On c-completely regular frames

Motivated by definitions of countable completely regular spaces and completely below relations of frames, we define what we call a $c$-completely below relation, denoted by $\prec\!\!\prec_c$, in between two elements of a frame. We show that $a\prec\!\!\prec_c b$ for two elements $a, b$ of a frame $L$ if and only if there is $\alpha\in\mathcal{R}L$ such that $\coz\alpha\wedge a=0$ and $\coz(\alpha-{\bf1})\leq b$ where the set $\{r\in\mathbb{R} : \coz(\alpha-{\bf r})\ne 1\}$ is countable. We say a frame $L$ is a $c$-completely regular frame if $a=\bigvee \limits_{x\prec\!\!\prec_ca}x$ for any $a\in L$. It is shown that a frame $L$ is a $c$-completely regular frame if and only if it is a zero-dimensional frame.

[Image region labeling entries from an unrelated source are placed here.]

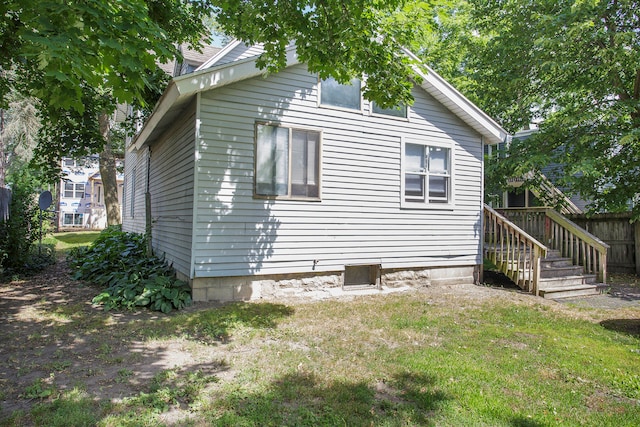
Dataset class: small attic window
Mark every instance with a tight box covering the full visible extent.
[320,77,362,110]
[371,102,407,119]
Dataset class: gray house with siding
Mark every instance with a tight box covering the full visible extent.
[123,42,507,301]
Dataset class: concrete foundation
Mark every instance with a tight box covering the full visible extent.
[191,265,482,302]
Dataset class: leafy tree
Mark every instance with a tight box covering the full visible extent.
[418,0,640,218]
[0,168,51,275]
[0,0,208,223]
[0,0,427,224]
[0,88,40,187]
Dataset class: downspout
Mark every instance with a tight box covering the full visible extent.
[189,92,202,280]
[475,135,485,285]
[144,146,153,257]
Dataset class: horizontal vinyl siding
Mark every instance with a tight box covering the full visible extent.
[149,103,195,276]
[194,66,482,277]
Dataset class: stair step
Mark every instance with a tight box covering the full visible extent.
[540,256,573,268]
[538,274,596,289]
[539,284,600,299]
[540,265,584,278]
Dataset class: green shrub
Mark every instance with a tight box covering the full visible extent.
[0,169,55,276]
[67,226,191,313]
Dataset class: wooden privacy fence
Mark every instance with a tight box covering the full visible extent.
[484,205,547,295]
[498,208,609,283]
[567,212,640,275]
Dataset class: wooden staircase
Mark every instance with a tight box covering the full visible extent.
[484,206,609,299]
[538,250,600,299]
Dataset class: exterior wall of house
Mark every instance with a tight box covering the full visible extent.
[123,105,195,279]
[122,147,149,234]
[191,65,482,300]
[149,105,195,278]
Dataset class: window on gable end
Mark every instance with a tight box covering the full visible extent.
[320,77,362,111]
[402,143,453,207]
[255,124,320,199]
[371,101,407,118]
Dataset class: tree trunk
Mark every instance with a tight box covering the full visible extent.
[0,108,7,188]
[98,111,122,225]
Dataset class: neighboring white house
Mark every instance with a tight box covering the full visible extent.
[123,42,507,301]
[58,157,124,229]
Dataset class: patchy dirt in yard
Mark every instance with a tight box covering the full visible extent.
[0,262,640,421]
[0,262,226,420]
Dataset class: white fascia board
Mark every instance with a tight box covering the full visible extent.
[195,39,242,72]
[129,80,180,151]
[404,49,509,144]
[129,48,299,150]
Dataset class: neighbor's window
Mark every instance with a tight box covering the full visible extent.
[64,182,84,199]
[255,124,320,198]
[320,77,361,110]
[404,144,452,204]
[371,102,407,118]
[62,213,82,227]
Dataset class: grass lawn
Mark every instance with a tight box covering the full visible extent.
[43,230,100,252]
[0,272,640,427]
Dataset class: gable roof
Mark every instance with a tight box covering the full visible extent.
[129,41,508,149]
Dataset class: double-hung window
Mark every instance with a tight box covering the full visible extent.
[320,77,362,110]
[371,101,407,119]
[255,124,320,199]
[64,182,84,199]
[403,143,453,207]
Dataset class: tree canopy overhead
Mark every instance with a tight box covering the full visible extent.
[424,0,640,217]
[0,0,428,113]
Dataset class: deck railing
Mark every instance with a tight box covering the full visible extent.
[484,205,547,295]
[499,208,609,283]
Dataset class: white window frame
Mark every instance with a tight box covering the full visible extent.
[62,212,84,227]
[253,122,322,201]
[318,77,364,114]
[400,138,455,210]
[63,181,86,199]
[369,101,409,121]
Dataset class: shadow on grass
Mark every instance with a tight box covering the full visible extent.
[600,319,640,338]
[208,372,448,426]
[511,417,547,427]
[173,302,294,343]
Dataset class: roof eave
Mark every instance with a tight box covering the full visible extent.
[405,49,509,144]
[129,49,299,150]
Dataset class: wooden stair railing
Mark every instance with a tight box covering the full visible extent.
[484,205,547,296]
[499,207,609,283]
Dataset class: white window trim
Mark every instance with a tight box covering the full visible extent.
[400,137,456,210]
[253,120,322,202]
[318,76,365,115]
[369,101,409,122]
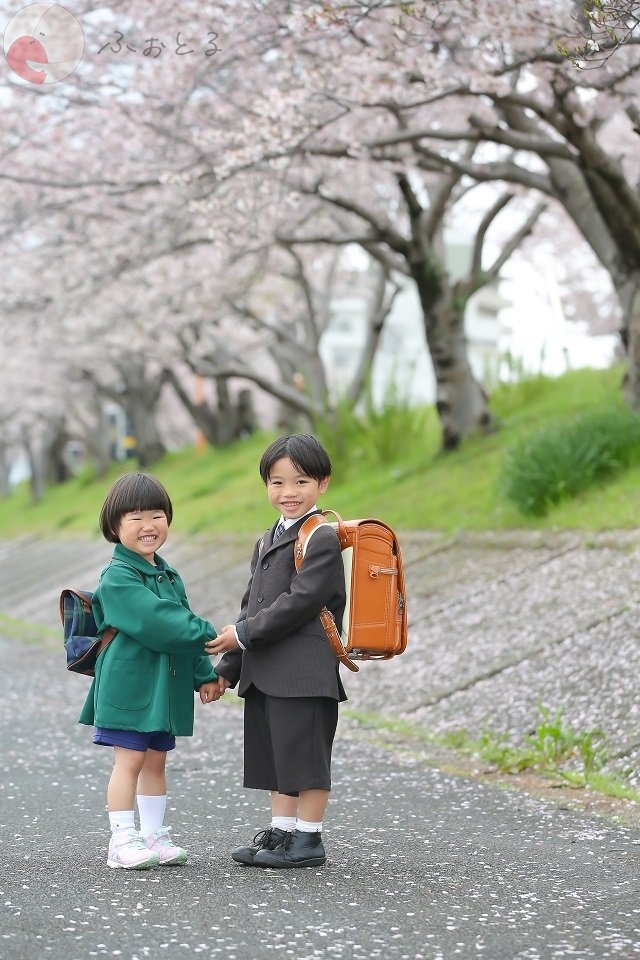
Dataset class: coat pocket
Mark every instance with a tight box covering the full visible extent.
[105,660,153,710]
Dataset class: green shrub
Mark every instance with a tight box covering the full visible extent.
[500,404,640,517]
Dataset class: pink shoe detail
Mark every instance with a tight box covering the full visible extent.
[107,830,160,870]
[144,827,188,867]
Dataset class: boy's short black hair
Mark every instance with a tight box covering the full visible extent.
[100,473,173,543]
[260,433,331,484]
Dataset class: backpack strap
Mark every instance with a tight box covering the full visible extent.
[293,510,360,673]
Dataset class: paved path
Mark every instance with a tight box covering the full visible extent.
[0,536,640,960]
[0,641,640,960]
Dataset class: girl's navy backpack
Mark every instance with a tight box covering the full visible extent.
[60,589,118,677]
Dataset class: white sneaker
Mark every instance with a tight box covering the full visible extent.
[107,830,160,870]
[144,827,188,867]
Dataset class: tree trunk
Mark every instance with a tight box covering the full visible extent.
[411,262,495,450]
[0,442,11,498]
[123,393,167,469]
[621,281,640,411]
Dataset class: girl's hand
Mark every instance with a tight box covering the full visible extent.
[198,680,224,703]
[204,624,239,657]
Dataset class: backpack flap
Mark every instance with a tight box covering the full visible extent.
[294,510,407,670]
[60,589,117,677]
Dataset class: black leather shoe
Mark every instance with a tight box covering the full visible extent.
[231,827,288,867]
[253,830,327,868]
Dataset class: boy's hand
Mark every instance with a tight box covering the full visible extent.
[198,680,225,703]
[204,624,239,657]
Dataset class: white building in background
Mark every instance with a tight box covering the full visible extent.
[320,242,509,404]
[320,239,618,404]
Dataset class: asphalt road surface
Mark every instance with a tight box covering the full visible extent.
[0,640,640,960]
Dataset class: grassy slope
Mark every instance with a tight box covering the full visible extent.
[0,368,640,536]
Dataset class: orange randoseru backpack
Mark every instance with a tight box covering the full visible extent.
[294,510,407,671]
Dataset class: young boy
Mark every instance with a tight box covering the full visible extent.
[205,434,346,868]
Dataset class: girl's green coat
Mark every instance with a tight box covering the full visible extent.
[79,543,217,736]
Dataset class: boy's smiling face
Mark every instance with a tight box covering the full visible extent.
[267,457,330,520]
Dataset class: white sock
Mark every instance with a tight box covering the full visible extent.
[136,794,167,837]
[296,817,322,833]
[109,810,136,833]
[271,817,296,831]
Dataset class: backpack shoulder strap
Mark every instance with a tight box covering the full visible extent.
[293,510,360,673]
[293,513,329,571]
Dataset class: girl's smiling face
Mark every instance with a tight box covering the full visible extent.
[267,457,330,520]
[118,510,169,563]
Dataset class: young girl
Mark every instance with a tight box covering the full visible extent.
[205,434,346,868]
[79,473,224,870]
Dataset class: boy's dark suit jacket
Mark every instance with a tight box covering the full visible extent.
[216,518,347,700]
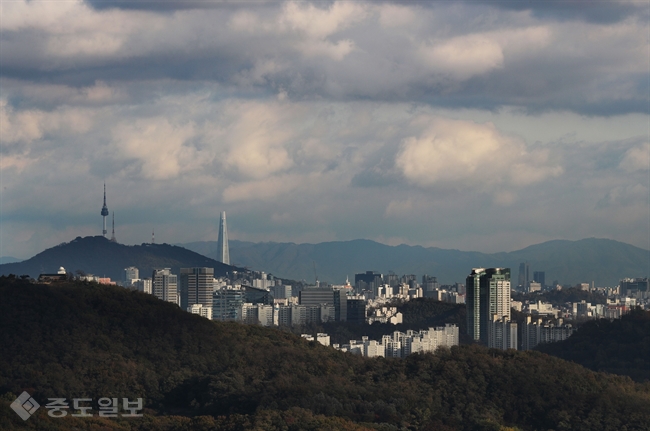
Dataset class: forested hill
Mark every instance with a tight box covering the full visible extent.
[538,309,650,382]
[0,236,235,280]
[0,277,650,431]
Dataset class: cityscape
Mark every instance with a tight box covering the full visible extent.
[33,196,650,357]
[0,0,650,431]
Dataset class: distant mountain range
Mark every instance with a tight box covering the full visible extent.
[0,236,235,280]
[179,238,650,286]
[0,256,21,265]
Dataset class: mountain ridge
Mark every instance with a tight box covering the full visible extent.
[0,236,236,280]
[179,238,650,286]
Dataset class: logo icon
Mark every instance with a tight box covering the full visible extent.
[10,392,41,421]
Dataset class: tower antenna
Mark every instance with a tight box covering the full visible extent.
[217,211,230,265]
[101,183,108,238]
[111,211,117,242]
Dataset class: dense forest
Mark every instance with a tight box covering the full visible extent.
[512,287,607,305]
[538,309,650,382]
[0,277,650,431]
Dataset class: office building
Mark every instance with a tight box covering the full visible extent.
[212,287,245,321]
[151,268,179,304]
[346,299,366,325]
[187,304,212,320]
[465,268,510,345]
[124,266,140,282]
[619,278,648,297]
[217,211,230,265]
[517,262,530,291]
[180,268,214,310]
[133,278,153,295]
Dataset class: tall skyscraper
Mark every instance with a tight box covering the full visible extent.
[217,211,230,265]
[180,268,214,310]
[517,262,530,291]
[151,268,178,304]
[465,268,510,344]
[102,183,108,238]
[111,211,117,242]
[124,266,140,281]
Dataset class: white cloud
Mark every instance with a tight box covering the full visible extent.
[619,143,650,172]
[396,116,562,188]
[418,35,503,80]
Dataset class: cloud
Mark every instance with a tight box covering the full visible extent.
[2,1,648,115]
[396,118,562,192]
[0,0,650,257]
[418,35,503,80]
[619,143,650,172]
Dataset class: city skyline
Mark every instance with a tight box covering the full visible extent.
[0,1,650,259]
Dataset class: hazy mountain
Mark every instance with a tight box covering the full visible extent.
[0,277,650,431]
[0,236,232,280]
[0,256,20,265]
[182,238,650,286]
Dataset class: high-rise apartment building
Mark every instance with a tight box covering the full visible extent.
[151,268,178,304]
[180,268,214,310]
[465,268,510,344]
[217,211,230,265]
[124,266,140,281]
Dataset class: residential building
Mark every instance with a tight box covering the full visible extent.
[465,268,510,345]
[180,268,214,311]
[151,268,179,305]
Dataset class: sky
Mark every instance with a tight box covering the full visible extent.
[0,0,650,258]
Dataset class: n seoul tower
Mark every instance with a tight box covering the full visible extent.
[102,183,108,238]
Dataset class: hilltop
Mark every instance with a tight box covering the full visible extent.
[537,309,650,382]
[181,238,650,286]
[0,236,236,280]
[0,277,650,431]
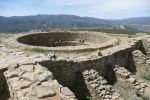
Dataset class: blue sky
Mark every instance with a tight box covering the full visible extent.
[0,0,150,19]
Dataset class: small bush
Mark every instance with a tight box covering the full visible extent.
[142,96,149,100]
[142,71,150,80]
[31,48,45,53]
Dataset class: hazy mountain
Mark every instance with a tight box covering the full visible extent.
[0,15,150,33]
[0,15,112,32]
[115,17,150,25]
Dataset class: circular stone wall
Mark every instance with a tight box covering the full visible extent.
[12,32,118,51]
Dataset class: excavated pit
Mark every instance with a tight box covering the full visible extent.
[17,32,108,47]
[15,32,119,52]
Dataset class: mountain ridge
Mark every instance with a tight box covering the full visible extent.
[0,14,150,33]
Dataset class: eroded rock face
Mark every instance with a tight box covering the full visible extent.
[4,55,76,100]
[81,69,123,100]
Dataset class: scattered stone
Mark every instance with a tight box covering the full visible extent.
[21,72,36,82]
[61,87,74,96]
[33,85,56,99]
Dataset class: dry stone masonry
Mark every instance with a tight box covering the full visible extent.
[81,69,123,100]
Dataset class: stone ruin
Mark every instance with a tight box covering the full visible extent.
[0,32,148,100]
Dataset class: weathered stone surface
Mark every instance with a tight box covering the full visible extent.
[21,72,36,82]
[33,85,56,99]
[61,87,74,96]
[20,65,34,72]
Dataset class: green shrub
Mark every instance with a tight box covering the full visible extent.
[142,71,150,80]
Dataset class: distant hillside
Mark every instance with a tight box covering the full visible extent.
[115,17,150,25]
[0,15,112,33]
[114,17,150,32]
[0,15,150,33]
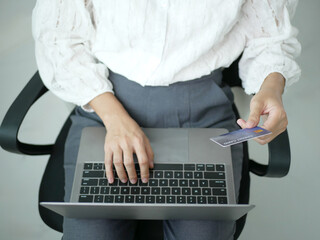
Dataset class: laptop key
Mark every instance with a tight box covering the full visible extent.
[115,195,124,203]
[169,179,179,187]
[159,179,168,187]
[81,178,98,186]
[136,196,145,203]
[172,188,181,195]
[179,179,188,187]
[192,188,201,195]
[187,196,197,204]
[206,164,214,171]
[204,172,226,179]
[154,171,163,178]
[156,196,166,203]
[197,196,207,204]
[174,172,183,178]
[104,195,114,203]
[146,196,156,203]
[167,196,176,203]
[110,187,120,194]
[79,195,93,202]
[80,187,90,194]
[184,164,196,171]
[94,195,103,203]
[194,172,203,178]
[164,171,173,178]
[124,195,134,203]
[93,163,103,170]
[182,188,191,195]
[131,187,140,194]
[99,178,108,186]
[202,188,211,196]
[83,163,93,170]
[196,164,205,171]
[100,187,110,194]
[207,197,217,204]
[141,187,150,194]
[90,187,100,194]
[209,180,226,187]
[120,187,130,194]
[199,180,211,187]
[109,178,119,186]
[189,180,199,187]
[212,188,227,196]
[216,164,224,172]
[153,163,183,170]
[161,188,170,195]
[82,171,104,178]
[184,172,193,178]
[151,187,160,195]
[177,196,186,203]
[218,197,228,204]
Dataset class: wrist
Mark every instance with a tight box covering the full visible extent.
[259,72,285,96]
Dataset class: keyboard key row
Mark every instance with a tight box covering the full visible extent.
[80,187,227,196]
[81,178,226,188]
[79,195,228,204]
[83,163,225,171]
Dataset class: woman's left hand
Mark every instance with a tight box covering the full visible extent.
[237,73,288,145]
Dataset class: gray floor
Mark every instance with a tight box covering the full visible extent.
[0,0,320,240]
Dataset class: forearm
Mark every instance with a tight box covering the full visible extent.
[260,72,285,96]
[89,92,130,129]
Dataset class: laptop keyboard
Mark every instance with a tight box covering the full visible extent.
[79,162,228,204]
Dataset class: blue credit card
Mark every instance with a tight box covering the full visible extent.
[210,127,271,147]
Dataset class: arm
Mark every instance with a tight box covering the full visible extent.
[33,0,152,182]
[89,93,153,183]
[238,0,301,144]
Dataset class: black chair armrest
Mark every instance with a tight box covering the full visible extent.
[0,72,53,155]
[249,129,291,178]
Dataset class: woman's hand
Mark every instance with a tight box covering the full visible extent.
[89,93,153,184]
[237,73,288,145]
[104,117,153,184]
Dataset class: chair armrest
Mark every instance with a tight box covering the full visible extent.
[0,72,53,155]
[249,129,291,178]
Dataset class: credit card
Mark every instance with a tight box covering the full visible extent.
[210,127,271,147]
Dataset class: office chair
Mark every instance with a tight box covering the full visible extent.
[0,58,290,240]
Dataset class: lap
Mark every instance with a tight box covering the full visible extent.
[63,69,242,240]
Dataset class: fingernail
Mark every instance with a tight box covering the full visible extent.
[121,178,127,183]
[247,121,254,128]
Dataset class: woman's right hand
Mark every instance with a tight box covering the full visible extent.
[89,92,153,183]
[104,116,153,184]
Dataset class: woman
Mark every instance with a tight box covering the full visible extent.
[33,0,300,239]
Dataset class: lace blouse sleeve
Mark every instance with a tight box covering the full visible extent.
[239,0,301,94]
[32,0,112,111]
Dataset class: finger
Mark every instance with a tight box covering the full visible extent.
[113,147,128,183]
[104,146,114,183]
[123,148,138,184]
[237,118,246,128]
[246,100,263,128]
[135,142,149,183]
[145,138,154,168]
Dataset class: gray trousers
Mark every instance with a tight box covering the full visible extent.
[63,70,243,240]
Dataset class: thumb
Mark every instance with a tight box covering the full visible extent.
[246,101,263,128]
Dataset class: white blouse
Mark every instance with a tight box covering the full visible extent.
[32,0,301,110]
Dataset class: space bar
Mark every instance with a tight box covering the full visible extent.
[153,163,183,170]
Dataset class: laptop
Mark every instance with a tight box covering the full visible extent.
[40,127,254,220]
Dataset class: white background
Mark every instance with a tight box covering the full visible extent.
[0,0,320,240]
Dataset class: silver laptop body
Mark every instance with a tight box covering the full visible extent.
[41,127,254,220]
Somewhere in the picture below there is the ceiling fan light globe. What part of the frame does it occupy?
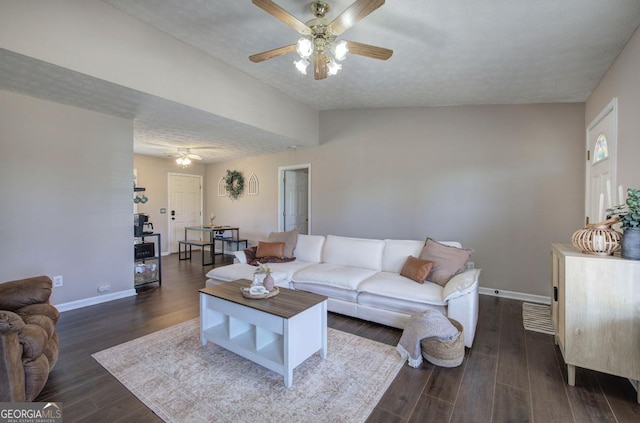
[293,59,309,75]
[333,40,349,61]
[296,37,313,59]
[327,60,342,76]
[176,157,191,166]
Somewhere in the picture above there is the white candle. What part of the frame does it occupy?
[618,185,624,204]
[598,193,604,222]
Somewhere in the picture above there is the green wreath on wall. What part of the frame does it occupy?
[224,169,244,200]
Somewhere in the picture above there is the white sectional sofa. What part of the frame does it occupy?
[206,235,480,347]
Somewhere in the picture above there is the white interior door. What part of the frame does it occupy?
[169,173,202,253]
[278,165,311,235]
[585,99,623,223]
[284,169,309,235]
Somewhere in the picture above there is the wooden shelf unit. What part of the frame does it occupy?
[551,244,640,403]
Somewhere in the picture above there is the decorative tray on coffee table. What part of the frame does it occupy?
[240,286,280,300]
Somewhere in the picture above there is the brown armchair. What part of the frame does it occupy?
[0,276,60,402]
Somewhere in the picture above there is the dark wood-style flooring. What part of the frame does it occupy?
[36,252,640,423]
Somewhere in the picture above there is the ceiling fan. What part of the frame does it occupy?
[249,0,393,80]
[167,148,202,167]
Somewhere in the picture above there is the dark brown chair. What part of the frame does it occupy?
[0,276,60,402]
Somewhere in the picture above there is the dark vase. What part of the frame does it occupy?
[620,228,640,260]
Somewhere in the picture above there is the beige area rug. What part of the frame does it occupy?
[522,303,554,335]
[92,319,404,423]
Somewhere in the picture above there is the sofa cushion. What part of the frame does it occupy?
[358,294,447,316]
[358,272,445,305]
[206,263,289,286]
[322,235,384,271]
[267,228,298,257]
[256,241,285,259]
[262,259,317,281]
[400,256,433,283]
[293,235,325,263]
[292,263,377,290]
[382,239,424,273]
[292,282,358,303]
[420,238,473,286]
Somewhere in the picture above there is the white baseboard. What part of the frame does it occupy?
[478,287,551,304]
[54,289,136,312]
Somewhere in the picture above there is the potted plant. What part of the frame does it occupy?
[607,188,640,260]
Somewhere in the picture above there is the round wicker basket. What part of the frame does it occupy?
[420,319,464,367]
[571,219,622,256]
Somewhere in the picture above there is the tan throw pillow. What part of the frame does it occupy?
[267,228,298,257]
[256,241,284,258]
[400,256,433,283]
[420,238,473,286]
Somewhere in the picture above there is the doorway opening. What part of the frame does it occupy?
[278,163,311,235]
[168,173,202,253]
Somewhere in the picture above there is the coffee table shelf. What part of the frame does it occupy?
[200,280,327,388]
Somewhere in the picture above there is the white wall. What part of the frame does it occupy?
[586,26,640,189]
[206,104,585,296]
[0,91,133,304]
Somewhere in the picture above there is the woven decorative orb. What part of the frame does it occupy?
[571,219,622,256]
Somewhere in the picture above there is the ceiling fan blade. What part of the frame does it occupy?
[313,53,327,81]
[253,0,312,35]
[347,41,393,60]
[249,44,296,63]
[328,0,384,35]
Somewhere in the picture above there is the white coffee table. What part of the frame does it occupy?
[200,279,327,388]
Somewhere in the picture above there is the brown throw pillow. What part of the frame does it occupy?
[420,238,473,286]
[244,246,258,263]
[400,256,433,283]
[256,241,284,258]
[267,228,298,257]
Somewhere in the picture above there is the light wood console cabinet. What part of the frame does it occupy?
[551,244,640,403]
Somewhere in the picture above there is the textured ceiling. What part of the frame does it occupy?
[103,0,640,110]
[0,0,640,162]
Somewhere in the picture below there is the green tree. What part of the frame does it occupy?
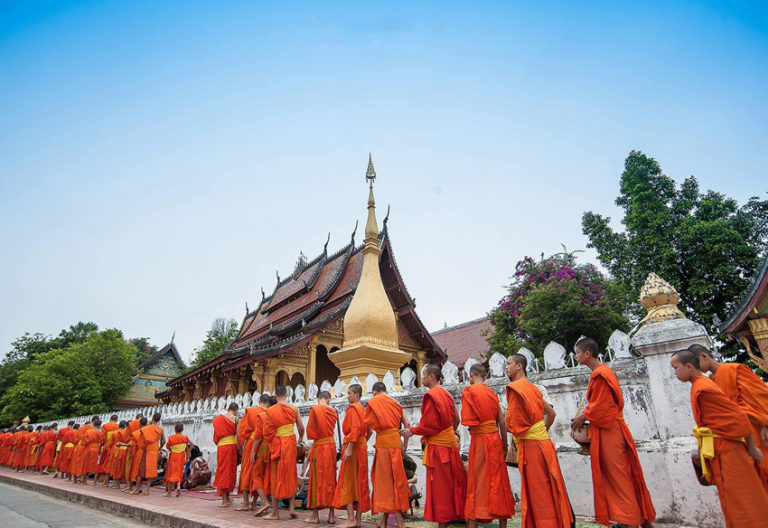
[189,317,239,370]
[0,329,136,424]
[582,150,768,346]
[488,253,628,355]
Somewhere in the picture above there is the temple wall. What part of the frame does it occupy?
[33,319,723,528]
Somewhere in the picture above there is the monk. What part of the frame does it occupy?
[333,383,372,528]
[163,423,194,497]
[264,385,304,520]
[213,402,240,508]
[37,423,59,475]
[53,420,75,478]
[688,345,768,493]
[571,337,656,528]
[670,348,768,528]
[305,391,339,524]
[400,365,467,528]
[235,398,265,511]
[80,417,104,486]
[96,414,120,487]
[506,354,575,528]
[123,416,148,494]
[249,392,277,517]
[365,381,411,528]
[124,413,142,493]
[109,420,131,489]
[132,413,165,495]
[461,364,515,528]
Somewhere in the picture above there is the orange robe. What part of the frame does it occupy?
[712,363,768,493]
[109,427,131,480]
[506,379,574,528]
[584,365,656,526]
[307,405,338,508]
[237,406,264,493]
[264,402,299,499]
[127,425,146,482]
[333,403,371,512]
[365,394,411,514]
[37,430,56,468]
[57,428,77,473]
[249,407,269,491]
[691,378,768,528]
[97,422,120,475]
[70,424,92,477]
[213,414,237,495]
[80,427,104,475]
[461,383,515,521]
[164,433,189,482]
[411,385,467,523]
[139,424,163,479]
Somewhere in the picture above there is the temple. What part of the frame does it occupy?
[156,158,446,403]
[720,256,768,372]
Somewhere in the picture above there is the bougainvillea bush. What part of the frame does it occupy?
[488,252,629,355]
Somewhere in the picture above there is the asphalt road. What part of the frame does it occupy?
[0,484,149,528]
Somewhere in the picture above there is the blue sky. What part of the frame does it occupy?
[0,1,768,364]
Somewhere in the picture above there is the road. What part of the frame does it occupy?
[0,484,149,528]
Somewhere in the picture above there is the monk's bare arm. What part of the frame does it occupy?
[544,402,557,431]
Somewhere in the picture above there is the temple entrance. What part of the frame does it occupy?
[275,370,289,388]
[315,345,341,387]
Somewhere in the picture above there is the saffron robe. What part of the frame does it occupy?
[411,385,467,523]
[264,402,299,499]
[333,403,371,512]
[691,376,768,528]
[109,427,131,480]
[307,405,338,509]
[163,433,189,482]
[506,379,574,528]
[213,414,237,495]
[37,430,56,468]
[712,363,768,493]
[97,422,120,475]
[365,394,411,514]
[237,406,264,493]
[584,365,656,526]
[249,407,269,491]
[139,424,163,479]
[80,427,103,476]
[461,383,515,521]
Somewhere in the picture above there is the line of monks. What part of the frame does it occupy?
[0,338,768,528]
[0,413,193,497]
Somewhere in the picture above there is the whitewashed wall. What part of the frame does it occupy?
[33,319,724,528]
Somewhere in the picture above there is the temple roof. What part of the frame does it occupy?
[432,316,493,369]
[168,225,446,385]
[720,256,768,335]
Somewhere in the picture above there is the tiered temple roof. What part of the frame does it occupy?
[168,219,446,388]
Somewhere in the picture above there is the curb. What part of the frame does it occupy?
[0,473,218,528]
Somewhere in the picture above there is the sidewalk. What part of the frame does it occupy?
[0,468,695,528]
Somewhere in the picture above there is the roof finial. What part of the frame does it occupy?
[365,152,376,187]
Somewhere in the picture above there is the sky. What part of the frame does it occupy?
[0,0,768,360]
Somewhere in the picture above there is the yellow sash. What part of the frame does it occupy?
[693,427,744,479]
[275,423,294,437]
[513,420,549,449]
[376,429,402,449]
[216,435,237,447]
[421,427,459,466]
[469,420,499,434]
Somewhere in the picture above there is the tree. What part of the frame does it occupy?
[582,150,768,348]
[189,317,239,370]
[488,252,628,355]
[0,329,136,424]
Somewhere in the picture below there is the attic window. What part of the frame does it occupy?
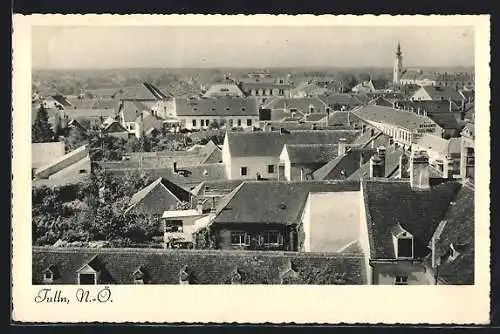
[397,235,413,259]
[450,244,460,261]
[78,273,97,285]
[394,276,408,285]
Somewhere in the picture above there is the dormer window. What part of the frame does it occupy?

An ideal $I$ of a frame $L$ is said to be $c$-completely regular if $a\in I$ implies $a\prec\!\!\prec_c b$ for some $b\in I$. The set of all $c$-completely regular ideals of a frame $L$, denoted by ${\mathrm{c-CRegId}}(L)$, is a compact regular frame and it is a compactification for $L$ whenever $it$ is a $c$-completely regular frame. We denote this compactification by $\beta_cL$ and it is isomorphic to the frame $\beta_0L$, that is, Stone-Banaschewski compactification of $L$. Finally, we show that open and closed quotients of a $c$-completely regular frame are $c$-completely regular.